ABSTRACT

Protestant cultures have a long legacy of investing business enterprise with moral value. ‘If God show you a way in which you may lawfully get more than in another way (without wrong to your soul or to any other), if you refuse this, and choose the less gainful way, you cross one of the ends of your Calling, and you refuse to be God’s steward.’2 Thus wrote Richard Baxter in 1678; he spoke a language many would understand perfectly in the 1980s. Yet the values of capitalism and the qualities of ‘respect, loyalty and affection’ do not always sit well together, and if the late 1980s has been a period characterized by business and ‘enterprise’ culture, it has also been characterized by a profound sense of moral unease, one which has found no focus or lead from a Left engaged in ‘winning back’ individualism from the Tories.

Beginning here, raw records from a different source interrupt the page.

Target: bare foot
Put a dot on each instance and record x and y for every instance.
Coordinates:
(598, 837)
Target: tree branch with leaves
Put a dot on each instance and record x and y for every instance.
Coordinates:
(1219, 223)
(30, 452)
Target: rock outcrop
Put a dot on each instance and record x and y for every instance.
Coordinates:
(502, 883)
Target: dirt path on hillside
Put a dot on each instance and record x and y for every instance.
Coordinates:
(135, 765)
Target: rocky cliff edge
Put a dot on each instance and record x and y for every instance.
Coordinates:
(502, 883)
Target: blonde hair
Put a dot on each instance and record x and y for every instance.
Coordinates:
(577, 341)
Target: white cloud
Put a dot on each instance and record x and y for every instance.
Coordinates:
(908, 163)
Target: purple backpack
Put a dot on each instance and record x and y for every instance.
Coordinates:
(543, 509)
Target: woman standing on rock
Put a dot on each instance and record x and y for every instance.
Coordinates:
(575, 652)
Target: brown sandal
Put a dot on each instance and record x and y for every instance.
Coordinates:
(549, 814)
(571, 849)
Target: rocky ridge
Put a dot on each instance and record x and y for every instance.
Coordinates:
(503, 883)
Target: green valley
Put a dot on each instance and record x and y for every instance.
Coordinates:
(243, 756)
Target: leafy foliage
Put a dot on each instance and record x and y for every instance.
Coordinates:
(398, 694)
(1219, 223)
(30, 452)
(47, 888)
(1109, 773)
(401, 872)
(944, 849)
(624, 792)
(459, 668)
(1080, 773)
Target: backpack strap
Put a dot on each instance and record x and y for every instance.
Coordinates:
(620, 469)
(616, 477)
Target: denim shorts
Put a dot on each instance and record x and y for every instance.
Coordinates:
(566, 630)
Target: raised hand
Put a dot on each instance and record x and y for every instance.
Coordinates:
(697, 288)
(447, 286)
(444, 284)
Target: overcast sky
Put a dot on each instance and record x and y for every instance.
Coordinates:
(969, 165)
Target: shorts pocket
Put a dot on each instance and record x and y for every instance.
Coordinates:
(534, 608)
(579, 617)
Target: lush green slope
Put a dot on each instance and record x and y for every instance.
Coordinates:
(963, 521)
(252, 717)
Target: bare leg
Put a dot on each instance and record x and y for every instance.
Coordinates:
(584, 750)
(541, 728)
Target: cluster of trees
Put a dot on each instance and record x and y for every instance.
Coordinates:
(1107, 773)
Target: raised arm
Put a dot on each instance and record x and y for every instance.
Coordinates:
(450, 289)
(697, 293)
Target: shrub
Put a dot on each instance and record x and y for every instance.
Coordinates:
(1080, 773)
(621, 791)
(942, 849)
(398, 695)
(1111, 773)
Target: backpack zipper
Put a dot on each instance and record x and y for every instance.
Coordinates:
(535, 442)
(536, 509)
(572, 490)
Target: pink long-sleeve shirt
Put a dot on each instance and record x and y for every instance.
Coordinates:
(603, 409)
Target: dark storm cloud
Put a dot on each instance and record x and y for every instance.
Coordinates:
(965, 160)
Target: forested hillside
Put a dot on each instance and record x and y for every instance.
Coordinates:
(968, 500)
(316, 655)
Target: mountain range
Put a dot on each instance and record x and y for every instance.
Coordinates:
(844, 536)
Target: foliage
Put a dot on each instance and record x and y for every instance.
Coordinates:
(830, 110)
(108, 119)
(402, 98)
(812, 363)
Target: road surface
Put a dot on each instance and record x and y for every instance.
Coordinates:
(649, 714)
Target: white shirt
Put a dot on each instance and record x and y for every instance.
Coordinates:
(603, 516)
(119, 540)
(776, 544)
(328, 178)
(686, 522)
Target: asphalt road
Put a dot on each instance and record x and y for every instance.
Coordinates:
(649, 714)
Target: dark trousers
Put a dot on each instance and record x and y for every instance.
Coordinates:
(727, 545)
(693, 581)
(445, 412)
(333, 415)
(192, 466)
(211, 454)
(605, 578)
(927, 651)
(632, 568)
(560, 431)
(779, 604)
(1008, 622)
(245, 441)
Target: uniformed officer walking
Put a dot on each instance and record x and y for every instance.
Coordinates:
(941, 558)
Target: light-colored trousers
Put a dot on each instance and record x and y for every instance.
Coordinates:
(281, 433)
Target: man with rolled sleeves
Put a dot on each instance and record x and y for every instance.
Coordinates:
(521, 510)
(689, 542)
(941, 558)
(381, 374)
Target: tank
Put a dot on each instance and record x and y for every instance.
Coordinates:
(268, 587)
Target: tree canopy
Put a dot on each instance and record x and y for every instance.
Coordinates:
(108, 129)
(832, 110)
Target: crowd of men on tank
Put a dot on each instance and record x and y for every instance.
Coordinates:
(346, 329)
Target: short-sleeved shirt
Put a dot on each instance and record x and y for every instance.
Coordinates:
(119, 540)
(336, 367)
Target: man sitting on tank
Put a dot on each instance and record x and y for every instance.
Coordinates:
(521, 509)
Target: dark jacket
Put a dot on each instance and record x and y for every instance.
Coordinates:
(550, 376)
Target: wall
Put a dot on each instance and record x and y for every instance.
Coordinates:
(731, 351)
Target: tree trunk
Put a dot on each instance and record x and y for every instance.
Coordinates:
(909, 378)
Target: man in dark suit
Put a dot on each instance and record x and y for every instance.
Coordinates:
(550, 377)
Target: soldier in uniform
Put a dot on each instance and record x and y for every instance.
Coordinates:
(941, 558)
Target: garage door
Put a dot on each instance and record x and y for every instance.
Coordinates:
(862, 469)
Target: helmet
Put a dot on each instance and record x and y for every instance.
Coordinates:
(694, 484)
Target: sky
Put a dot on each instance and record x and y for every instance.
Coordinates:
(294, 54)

As so often happens, advertising has been the quickest part of our culture to pick up on this moral anxiety and among the images of go-getting yuppiedom, banking ads in which young men in red braces terrorise fuddy-duddies, glamorized cut-throat competition in series like Capital City, we already see ads for the ‘Amicable Man’ who makes time to be nice to the tea lady and plays with his children, and are offered cars for the 1990s which appear to embody spiritual values rather than those of the boardroom. But the great achievement of Hollywood cinema in this period has been to dramatize both business achievement and the social indignation it engenders, within the same moral framework, a single

narrative. The most satisfying (and popular) films are those where success and righteousness dovetail as neatly as in the Home Secretary’s wishful words above.